I have come to the kitchen. I have turned off the espresso pot. I wait for the erupting to subside. After, I pour a cup half full of steamed milk. I sometimes have caffe latte. How many of us imagine the things we do habitually define us, how many of us need to read details, details and more minutia in the fiction we read in order to believe we are experiencing something real, something tangible, something at least consistent with traditional values of verisimilitude. Yet we are mostly full shit in this way, and most of us have no clue what we want from fiction, or need from fiction, or could accept from fiction, most of us reading as badly as we do, needing more and more description of familiar or de-familiar places in conventionally framed presentations of the de-familiar in order to think we have read something meaningful. But then we are the kinds of readers who more often than not skim the pages we imagine we are reading, never performing a deep enough kind of reading the first time we read, so that if we ever do re-read, we might just come closer to full enough first read. Not likely though.

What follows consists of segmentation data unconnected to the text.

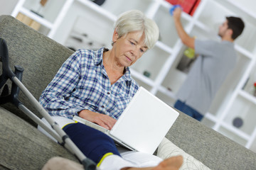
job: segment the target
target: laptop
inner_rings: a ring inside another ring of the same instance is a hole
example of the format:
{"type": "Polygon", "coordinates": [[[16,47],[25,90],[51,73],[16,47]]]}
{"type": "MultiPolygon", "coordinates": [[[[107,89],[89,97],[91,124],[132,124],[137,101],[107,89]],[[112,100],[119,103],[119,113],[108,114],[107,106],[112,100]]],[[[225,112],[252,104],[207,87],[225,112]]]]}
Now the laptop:
{"type": "Polygon", "coordinates": [[[112,128],[107,130],[75,115],[73,120],[97,129],[119,145],[153,154],[179,113],[140,86],[112,128]]]}

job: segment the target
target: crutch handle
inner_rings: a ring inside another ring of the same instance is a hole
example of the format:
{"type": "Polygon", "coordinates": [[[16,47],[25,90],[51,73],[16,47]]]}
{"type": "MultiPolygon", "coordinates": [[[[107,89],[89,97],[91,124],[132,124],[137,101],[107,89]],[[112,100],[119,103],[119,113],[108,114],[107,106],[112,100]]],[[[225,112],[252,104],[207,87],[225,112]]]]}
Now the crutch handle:
{"type": "Polygon", "coordinates": [[[95,170],[96,165],[94,162],[90,159],[85,159],[82,161],[82,164],[84,166],[85,170],[95,170]]]}
{"type": "Polygon", "coordinates": [[[8,49],[7,45],[5,40],[0,38],[0,58],[2,61],[2,69],[3,72],[0,76],[0,89],[4,86],[4,84],[7,81],[8,78],[11,79],[15,76],[14,73],[11,71],[10,66],[9,64],[9,58],[8,58],[8,49]]]}

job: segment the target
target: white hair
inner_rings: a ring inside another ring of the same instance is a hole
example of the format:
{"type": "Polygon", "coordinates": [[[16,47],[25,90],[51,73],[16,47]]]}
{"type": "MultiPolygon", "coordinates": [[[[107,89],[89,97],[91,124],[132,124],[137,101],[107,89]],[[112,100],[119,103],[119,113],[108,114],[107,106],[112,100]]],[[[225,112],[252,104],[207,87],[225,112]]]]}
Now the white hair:
{"type": "Polygon", "coordinates": [[[159,36],[156,23],[138,10],[121,13],[114,23],[114,28],[119,38],[134,31],[141,31],[142,35],[144,33],[144,43],[148,49],[154,47],[159,36]]]}

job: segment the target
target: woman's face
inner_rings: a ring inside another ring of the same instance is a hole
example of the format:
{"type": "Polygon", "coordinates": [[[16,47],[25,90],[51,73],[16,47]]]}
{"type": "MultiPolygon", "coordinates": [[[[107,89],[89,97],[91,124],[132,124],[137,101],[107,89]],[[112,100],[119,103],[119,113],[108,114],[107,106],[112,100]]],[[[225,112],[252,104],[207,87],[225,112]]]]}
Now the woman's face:
{"type": "Polygon", "coordinates": [[[147,50],[144,42],[144,34],[135,31],[118,38],[118,35],[114,31],[113,50],[114,60],[119,66],[131,66],[142,56],[147,50]]]}

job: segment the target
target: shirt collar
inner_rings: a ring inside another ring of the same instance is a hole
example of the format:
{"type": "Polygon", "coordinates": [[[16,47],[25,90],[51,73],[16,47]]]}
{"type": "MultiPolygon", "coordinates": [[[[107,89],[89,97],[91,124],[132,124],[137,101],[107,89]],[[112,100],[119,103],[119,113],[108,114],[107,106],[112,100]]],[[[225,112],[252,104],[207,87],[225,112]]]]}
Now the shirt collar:
{"type": "MultiPolygon", "coordinates": [[[[94,60],[95,65],[99,65],[99,64],[103,65],[102,63],[103,52],[108,50],[109,50],[107,48],[102,47],[96,51],[95,57],[94,60]]],[[[125,67],[125,72],[124,75],[117,81],[132,81],[131,72],[128,67],[125,67]]]]}
{"type": "Polygon", "coordinates": [[[102,63],[102,57],[103,57],[103,52],[105,49],[105,47],[102,47],[95,52],[95,57],[94,60],[95,65],[99,65],[102,63]]]}

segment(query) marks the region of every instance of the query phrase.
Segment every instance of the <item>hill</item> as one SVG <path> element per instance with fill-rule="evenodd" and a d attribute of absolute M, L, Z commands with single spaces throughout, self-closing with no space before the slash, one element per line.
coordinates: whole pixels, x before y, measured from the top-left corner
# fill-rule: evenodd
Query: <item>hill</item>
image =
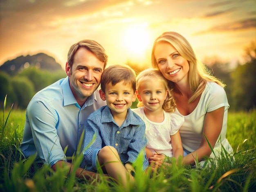
<path fill-rule="evenodd" d="M 61 65 L 56 62 L 54 58 L 40 53 L 32 56 L 21 56 L 12 60 L 9 60 L 0 66 L 0 71 L 14 76 L 23 69 L 29 67 L 35 67 L 51 71 L 62 69 Z"/>

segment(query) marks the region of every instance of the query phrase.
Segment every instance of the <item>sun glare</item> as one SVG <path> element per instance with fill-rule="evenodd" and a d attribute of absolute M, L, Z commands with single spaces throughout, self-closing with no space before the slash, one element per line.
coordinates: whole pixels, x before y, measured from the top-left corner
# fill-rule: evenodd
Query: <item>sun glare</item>
<path fill-rule="evenodd" d="M 133 54 L 145 54 L 149 45 L 148 31 L 144 27 L 130 27 L 125 31 L 123 40 L 124 46 Z"/>

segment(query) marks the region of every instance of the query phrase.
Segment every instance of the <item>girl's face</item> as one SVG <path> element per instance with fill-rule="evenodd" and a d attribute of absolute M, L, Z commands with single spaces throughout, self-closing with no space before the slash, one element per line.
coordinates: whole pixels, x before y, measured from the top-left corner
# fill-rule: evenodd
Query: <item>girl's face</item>
<path fill-rule="evenodd" d="M 173 46 L 167 42 L 159 42 L 155 49 L 158 67 L 163 75 L 173 82 L 187 83 L 189 65 Z"/>
<path fill-rule="evenodd" d="M 142 102 L 145 110 L 162 110 L 167 93 L 161 80 L 150 78 L 141 83 L 137 97 L 139 101 Z"/>

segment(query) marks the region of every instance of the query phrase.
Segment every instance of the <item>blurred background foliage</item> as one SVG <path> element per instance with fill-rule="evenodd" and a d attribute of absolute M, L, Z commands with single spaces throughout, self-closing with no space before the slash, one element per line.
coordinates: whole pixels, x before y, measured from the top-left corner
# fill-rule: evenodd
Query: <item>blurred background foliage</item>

But the veils we put on memories, the veils we put on Truth, the veil of Maya everywhere, the veils we use to hide one thing or action or word or trait or manner or feeling or whatever have we in the universe of being human, of having human emotions . . . what do they cover or discover? Is there a way to discover by veiling? I used to take photos with various kinds of stockings over the lenses to capture varying levels of opacity, a photo I have of the old Jefferson Market now a branch of the New York Public Library through a thunder storm from the second floor window of the former B. Dalton Bookstore at the corner of Sixth and Saint Mark’s Place: a building’s tower veiled by the rain. It’s a beautiful photo in shades of gray, a charcoal sketch in photography. Da Vinci’s sfumato technique reminds me of a form of veiling as does the singularly greatest advancement of the Impressionists: the painting of air, of atmosphere, of atmospheric effects. What then must we come to understand about these veils they wear–yes, they, those people, those women, them? Honesty? Is it about this? Overt? Is it more overt what they wear, more overt about a pan human condition, the masks we wear, and all veils are forms of masks, and everyone wears a variety of masks in a variety of social and interpersonal situations. Then there are the masks we wear inside; inside the Self of many selves we wear masks on these selves. masks that we wear by nature or by civilization are then covered by other masks personal or oppressive, imposed by conditions peculiar to one’s state of oppression.
I wish there was a resolution to provide. There isn’t. What I have herein said about veiling and masking, covering, uncovering, discovering–again all discovery is a way to keep anyone from covering or re-covering. If the westward Atlantic voyages of discovery had only uncovered this Hemisphere, there would have been re-covering. But discovery disallows recovery, and in this we have our world.